Prescription medicines Data on prescription medicines was collected from the residents´
medical records.
Labial minor gland salivary secretion rate For measurement of the labial minor gland salivary
secretion rate, performed as described by Eliasson et al., the area of the lower labial
mucosa was gently dried with a cotton pad. A pre-cut piece of a standard filter paper was
then placed for 15 s near the midline approximately 3 mm from the outer border of the mucosa.
The volume of liquid absorbed by the filter paper was measured using a calibrated Periotron®
(8000, ProFlow™ Inc., Amityville, NY, USA). At each examination, four samples were collected
from each subject and an individual mean was calculated.
Microbial sampling and analysis Microbial samples were collected from the supragingival
plaque and the dorsum of the tongue. An experienced laboratory assistant blinded to which
group of subjects, study or control group, and to which of the examination occasions the
samples were collected from, analyzed the samples.
The supragingival plaque samples were collected using sterile toothpicks (TePe Birch) and
pooled. The tongue samples were collected using sterile tweezers, cotton pellets and plastic
spatulas. The spatula, with a circular hole 1.5 cm diameter, was placed on the back part of
the dorsum. A cotton pellet, immersed in sampling fluid, was swept over the area inside the
hole. The two samples were each transferred to 3.5 ml of transport medium VMGA III and
processed within four hours.
The analyses of the samples were performed as previously described using enriched blood agar
plates and selective agar plates. The total number of microorganisms growing under anaerobic
conditions, the total number and proportion of streptococci and the number and proportion of
Streptococcus sanguinis/oralis and Streptococcus salivarius, both associated with good oral
health, mutans streptococci, lactobacilli and Actinomyces spp, associated with dental caries,
F. nucleatum, and P. intermedia/nigrescens, associated with gingival inflammation, P.

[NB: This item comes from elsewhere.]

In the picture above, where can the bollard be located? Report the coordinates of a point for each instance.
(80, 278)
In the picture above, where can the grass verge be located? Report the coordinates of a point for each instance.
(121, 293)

gingivalis and A. actinomycetemcomitans, associated with periodontitis, Candida albicans,
Staphylococcus aureus, and enteric rods, associated with mucosal and aspiratory infections,
were calculated. The detection limit was 100 colony-forming units for all species except A.
actinomycetemcomitans, where the detection limit was 10 colony-forming units. If possible,
the number of microorganisms was calculated from their number on a plate giving 30 - 300
colonies. A mean of the results from the duplicate samplings was calculated.
Statistical methods To normalize the microbial data, the numbers were transformed
logarithmically. Zero counts were treated as one colony forming unit/ml. Mean and median
values and standard deviations were calculated. One-way ANOVA was used for the analysis of
differences between the study and control groups. Two-way ANOVA was used for statistical
analysis of differences at different time points within the two groups. Results were regarded
statistically significant at p-values < 0.05. Owing to the multiple influence aspect,
isolated significances should be interpreted with some caution.